Where To For Russia - 100 Years on From Revolution?


Ned K.

The annual slow-down of capitalism in the 'West' over Christmas and New Year provides a bit of time to read and reflect. 

This Christmas I was a given a book as a present called "Secondhand Time - The Last Of The Soviets" by Svetlana Alexierich. 

Alexierich is Ukrainian-born but has spent considerable time in Russia and Belarus interviewing people of diverse occupations and age groups. She attempts to capture what she describes as 20th Century "Soviet civilization", its collapse and its capitalist aftermath through the day to day experience of its people.

Alexierich is no lover of socialism, and even less a lover of Lenin’s and Stalin's leadership of the Soviet Union. What emerges for the reader is a picture of Russia which has always been an enemy of the West since the Bolshevik led Revolution of 1917 through to the present day as a competing capitalist power.

The book starts off with older-aged Russians criticizing the "free market" ideology of the capitalist restoration in Russia and the attempts by the new gangster capitalist ruling class to obliterate from history the initial successes of building socialism in one country and defeat of Nazi German imperialism in the Second World War.

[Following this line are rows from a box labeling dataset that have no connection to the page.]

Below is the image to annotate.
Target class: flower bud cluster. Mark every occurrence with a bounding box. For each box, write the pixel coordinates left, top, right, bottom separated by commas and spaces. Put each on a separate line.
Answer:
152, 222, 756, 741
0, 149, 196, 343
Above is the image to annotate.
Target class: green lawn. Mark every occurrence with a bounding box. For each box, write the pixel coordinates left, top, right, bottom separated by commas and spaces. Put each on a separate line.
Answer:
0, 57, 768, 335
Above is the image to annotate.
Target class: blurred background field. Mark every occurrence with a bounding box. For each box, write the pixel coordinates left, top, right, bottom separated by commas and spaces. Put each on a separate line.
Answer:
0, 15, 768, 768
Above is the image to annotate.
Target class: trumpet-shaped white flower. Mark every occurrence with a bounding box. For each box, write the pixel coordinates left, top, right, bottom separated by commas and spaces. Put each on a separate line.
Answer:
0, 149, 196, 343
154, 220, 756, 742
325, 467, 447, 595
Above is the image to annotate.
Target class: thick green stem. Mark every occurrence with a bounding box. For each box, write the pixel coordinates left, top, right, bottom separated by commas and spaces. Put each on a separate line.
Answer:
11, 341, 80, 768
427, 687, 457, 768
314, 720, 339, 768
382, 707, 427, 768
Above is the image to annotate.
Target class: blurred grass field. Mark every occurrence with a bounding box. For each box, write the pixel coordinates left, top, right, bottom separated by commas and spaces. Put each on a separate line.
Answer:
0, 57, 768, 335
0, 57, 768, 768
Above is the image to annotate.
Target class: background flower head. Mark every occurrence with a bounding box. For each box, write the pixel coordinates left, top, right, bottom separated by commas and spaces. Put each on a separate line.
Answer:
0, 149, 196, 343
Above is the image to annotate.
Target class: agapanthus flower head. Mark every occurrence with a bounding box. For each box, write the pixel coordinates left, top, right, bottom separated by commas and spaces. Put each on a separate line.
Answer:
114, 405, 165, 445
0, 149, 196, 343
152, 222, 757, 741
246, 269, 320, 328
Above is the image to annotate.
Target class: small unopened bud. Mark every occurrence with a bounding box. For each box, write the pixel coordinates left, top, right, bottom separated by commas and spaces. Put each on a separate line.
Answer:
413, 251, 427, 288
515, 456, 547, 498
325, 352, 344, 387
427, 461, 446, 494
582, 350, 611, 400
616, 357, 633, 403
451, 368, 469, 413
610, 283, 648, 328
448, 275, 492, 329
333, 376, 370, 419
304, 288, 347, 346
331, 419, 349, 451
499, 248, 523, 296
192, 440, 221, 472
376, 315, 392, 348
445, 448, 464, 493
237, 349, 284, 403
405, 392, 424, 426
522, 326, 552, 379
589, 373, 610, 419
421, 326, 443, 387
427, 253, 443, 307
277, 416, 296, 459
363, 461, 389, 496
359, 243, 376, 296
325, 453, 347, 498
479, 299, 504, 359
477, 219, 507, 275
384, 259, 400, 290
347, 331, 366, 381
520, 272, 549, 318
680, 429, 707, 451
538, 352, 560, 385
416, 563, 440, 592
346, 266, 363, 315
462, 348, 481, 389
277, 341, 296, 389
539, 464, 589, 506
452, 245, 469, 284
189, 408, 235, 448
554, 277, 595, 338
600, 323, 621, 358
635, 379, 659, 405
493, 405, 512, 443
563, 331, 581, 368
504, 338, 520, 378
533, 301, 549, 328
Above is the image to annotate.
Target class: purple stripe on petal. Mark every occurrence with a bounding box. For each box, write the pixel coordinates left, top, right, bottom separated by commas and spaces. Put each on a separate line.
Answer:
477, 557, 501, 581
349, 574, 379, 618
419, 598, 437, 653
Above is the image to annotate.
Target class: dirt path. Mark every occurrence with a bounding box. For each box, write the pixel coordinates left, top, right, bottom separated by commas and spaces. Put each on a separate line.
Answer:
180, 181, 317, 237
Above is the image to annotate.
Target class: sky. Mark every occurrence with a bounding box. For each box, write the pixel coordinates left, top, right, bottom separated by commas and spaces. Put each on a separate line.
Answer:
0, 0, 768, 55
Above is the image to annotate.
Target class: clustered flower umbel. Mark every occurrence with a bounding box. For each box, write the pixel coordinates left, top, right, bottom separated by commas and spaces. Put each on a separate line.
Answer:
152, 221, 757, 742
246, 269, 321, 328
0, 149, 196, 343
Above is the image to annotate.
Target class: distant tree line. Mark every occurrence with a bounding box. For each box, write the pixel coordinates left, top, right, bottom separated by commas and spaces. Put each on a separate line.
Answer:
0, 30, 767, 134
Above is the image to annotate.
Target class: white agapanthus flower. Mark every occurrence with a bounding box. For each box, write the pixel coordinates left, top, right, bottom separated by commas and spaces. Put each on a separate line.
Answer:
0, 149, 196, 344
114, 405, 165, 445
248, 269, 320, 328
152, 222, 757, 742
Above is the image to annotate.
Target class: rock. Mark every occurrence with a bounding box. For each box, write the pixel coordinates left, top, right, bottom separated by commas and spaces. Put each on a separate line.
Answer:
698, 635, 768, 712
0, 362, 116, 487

Alexierich "balances" the older Russians' views on the restoration of capitalism with interviews with people who were in their twenties and thirties in the 1990s who expressed support for the "freedom" of the capitalist market economics.

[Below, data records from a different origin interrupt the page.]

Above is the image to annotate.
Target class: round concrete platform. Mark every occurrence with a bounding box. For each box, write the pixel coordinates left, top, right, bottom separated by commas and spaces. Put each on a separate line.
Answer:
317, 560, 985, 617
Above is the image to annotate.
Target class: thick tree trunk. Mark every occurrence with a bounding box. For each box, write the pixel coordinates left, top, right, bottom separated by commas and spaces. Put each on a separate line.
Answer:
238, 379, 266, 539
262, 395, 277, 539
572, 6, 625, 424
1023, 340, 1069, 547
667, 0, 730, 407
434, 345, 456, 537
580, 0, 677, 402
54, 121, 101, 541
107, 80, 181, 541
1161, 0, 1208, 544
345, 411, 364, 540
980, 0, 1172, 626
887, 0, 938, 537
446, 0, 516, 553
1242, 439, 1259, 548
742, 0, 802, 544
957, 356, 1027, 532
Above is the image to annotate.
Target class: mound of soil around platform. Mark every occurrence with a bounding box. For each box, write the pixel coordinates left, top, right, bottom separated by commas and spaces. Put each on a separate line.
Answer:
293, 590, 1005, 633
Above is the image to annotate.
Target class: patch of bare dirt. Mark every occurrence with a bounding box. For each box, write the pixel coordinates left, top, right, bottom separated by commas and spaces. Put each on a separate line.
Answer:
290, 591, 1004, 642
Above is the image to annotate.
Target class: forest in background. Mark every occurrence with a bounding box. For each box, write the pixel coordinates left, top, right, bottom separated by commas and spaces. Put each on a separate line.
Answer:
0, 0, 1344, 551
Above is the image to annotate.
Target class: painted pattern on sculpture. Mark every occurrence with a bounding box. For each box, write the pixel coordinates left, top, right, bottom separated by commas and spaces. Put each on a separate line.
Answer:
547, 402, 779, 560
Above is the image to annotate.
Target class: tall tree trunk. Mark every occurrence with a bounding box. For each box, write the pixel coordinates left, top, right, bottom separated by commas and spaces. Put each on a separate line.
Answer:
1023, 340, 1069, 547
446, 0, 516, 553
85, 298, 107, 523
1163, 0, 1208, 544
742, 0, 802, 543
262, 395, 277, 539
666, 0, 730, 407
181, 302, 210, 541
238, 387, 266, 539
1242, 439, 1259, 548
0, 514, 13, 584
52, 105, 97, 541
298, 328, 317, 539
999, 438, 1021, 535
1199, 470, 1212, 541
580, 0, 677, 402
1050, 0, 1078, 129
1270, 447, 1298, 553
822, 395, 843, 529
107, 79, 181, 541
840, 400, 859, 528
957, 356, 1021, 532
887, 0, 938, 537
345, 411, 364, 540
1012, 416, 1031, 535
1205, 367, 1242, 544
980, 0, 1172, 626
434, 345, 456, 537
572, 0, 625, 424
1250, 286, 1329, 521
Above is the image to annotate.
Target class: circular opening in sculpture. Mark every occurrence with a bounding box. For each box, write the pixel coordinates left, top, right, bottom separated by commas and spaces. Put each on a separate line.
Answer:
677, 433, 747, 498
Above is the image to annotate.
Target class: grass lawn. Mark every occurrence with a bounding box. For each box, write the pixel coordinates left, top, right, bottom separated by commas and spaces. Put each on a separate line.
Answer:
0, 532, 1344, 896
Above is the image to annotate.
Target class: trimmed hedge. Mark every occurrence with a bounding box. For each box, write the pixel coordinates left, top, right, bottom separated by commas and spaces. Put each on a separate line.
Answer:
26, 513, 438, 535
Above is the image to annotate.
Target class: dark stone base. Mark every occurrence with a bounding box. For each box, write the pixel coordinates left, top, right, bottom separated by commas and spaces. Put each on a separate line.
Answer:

Alexierich favours "free market" economics, but she is critical of how the gangster capitalists have implemented it and as a Ukrainian, falls firmly on the side of the West against Russia as a rival imperialist power. 

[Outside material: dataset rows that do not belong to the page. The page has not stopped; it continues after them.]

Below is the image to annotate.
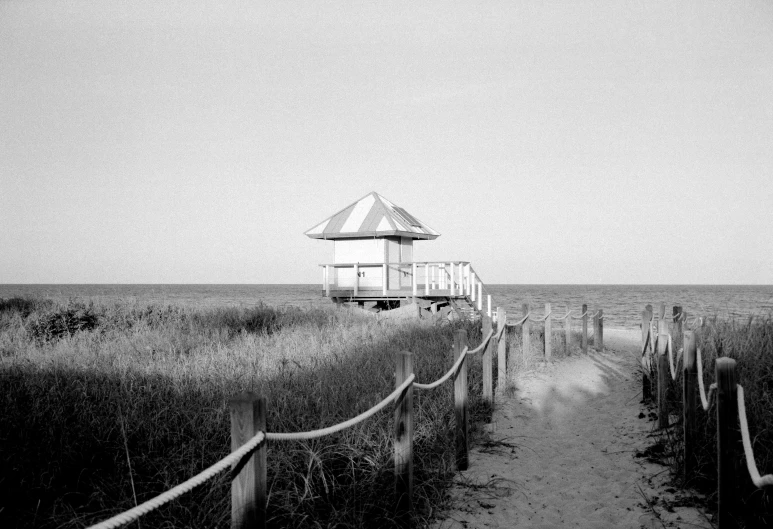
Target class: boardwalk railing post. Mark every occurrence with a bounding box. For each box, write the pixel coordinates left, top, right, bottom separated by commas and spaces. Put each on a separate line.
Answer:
716, 357, 738, 529
593, 309, 604, 351
481, 314, 494, 406
521, 303, 531, 365
658, 320, 673, 428
682, 331, 698, 483
394, 351, 413, 527
641, 309, 653, 402
497, 307, 507, 394
454, 330, 469, 470
673, 305, 684, 348
545, 303, 553, 362
229, 393, 266, 529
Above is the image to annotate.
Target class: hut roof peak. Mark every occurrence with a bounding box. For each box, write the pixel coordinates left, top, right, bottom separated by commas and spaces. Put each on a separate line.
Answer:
306, 191, 440, 240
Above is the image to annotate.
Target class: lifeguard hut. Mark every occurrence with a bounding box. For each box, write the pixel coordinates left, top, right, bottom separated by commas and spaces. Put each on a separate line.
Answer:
305, 192, 491, 316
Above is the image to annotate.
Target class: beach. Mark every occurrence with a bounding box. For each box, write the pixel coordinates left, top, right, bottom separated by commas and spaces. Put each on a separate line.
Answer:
433, 329, 711, 529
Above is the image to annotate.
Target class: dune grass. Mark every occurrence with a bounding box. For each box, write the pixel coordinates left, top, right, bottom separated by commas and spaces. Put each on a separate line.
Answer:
644, 315, 773, 527
0, 298, 490, 528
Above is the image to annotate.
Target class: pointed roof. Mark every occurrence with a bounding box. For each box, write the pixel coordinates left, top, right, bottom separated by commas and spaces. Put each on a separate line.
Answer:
306, 191, 440, 240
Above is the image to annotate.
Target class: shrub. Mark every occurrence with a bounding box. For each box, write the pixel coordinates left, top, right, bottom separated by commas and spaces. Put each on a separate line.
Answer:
28, 302, 99, 341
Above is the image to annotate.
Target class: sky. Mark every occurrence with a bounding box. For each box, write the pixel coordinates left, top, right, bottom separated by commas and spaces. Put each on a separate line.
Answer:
0, 0, 773, 284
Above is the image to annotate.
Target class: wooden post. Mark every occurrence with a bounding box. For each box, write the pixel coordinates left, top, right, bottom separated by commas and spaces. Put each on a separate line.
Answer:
658, 320, 671, 428
497, 307, 507, 394
716, 357, 738, 529
641, 309, 653, 402
545, 303, 553, 362
682, 331, 698, 483
394, 351, 413, 527
673, 305, 684, 348
521, 303, 531, 365
481, 314, 494, 406
454, 329, 469, 470
229, 393, 266, 529
593, 309, 604, 351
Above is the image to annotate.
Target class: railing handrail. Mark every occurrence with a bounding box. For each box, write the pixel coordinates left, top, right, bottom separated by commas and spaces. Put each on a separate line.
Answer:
317, 260, 470, 268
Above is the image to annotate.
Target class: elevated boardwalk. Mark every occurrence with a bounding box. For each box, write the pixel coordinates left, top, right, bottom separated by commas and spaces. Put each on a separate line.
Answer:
320, 261, 491, 317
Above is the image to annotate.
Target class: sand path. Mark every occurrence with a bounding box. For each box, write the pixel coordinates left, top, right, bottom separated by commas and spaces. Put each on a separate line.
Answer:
434, 329, 711, 529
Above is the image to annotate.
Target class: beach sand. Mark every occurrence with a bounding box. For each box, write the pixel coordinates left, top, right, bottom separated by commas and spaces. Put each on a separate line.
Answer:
433, 329, 711, 529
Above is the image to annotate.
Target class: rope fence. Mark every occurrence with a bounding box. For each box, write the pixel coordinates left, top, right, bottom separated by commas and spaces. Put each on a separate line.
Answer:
641, 304, 773, 529
90, 320, 505, 529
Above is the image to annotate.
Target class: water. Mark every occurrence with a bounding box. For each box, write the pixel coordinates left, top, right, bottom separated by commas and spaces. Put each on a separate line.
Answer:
0, 284, 773, 328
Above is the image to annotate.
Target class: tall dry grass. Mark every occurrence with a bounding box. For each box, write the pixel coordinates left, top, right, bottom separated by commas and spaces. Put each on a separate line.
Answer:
662, 315, 773, 528
0, 299, 490, 528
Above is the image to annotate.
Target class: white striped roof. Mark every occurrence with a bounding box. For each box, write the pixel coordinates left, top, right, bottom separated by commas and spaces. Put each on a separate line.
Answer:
306, 191, 440, 239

An irony of the book though is that she perhaps unwittingly provides another alternative path that awaits Russia. She interviews an unnamed (for good reasons!) university professor who says: "At the end of the nineties, my students would laugh when I told them stories about the Soviet Union. They were sure that a new future awaited them. Now it's a different story...Today's students have truly seen and felt capitalism: the inequality, the poverty, the shameless wealth. They've witnessed the lives of their parents...and they're oriented toward radicalism. They dream of their own revolution, they wear red T-shirts with pictures of Lenin and Guevara".

Experience is a great teacher and in the year of the celebration of the 100th anniversary of the Russian Revolution, perhaps the seeds of a second revolution are being sown. Trump's alleged desire for closer ties with Russia may be more far sighted than one thinks as the US would no doubt prefer a Russian imperial rival rather than an even more dreaded new socialist rival!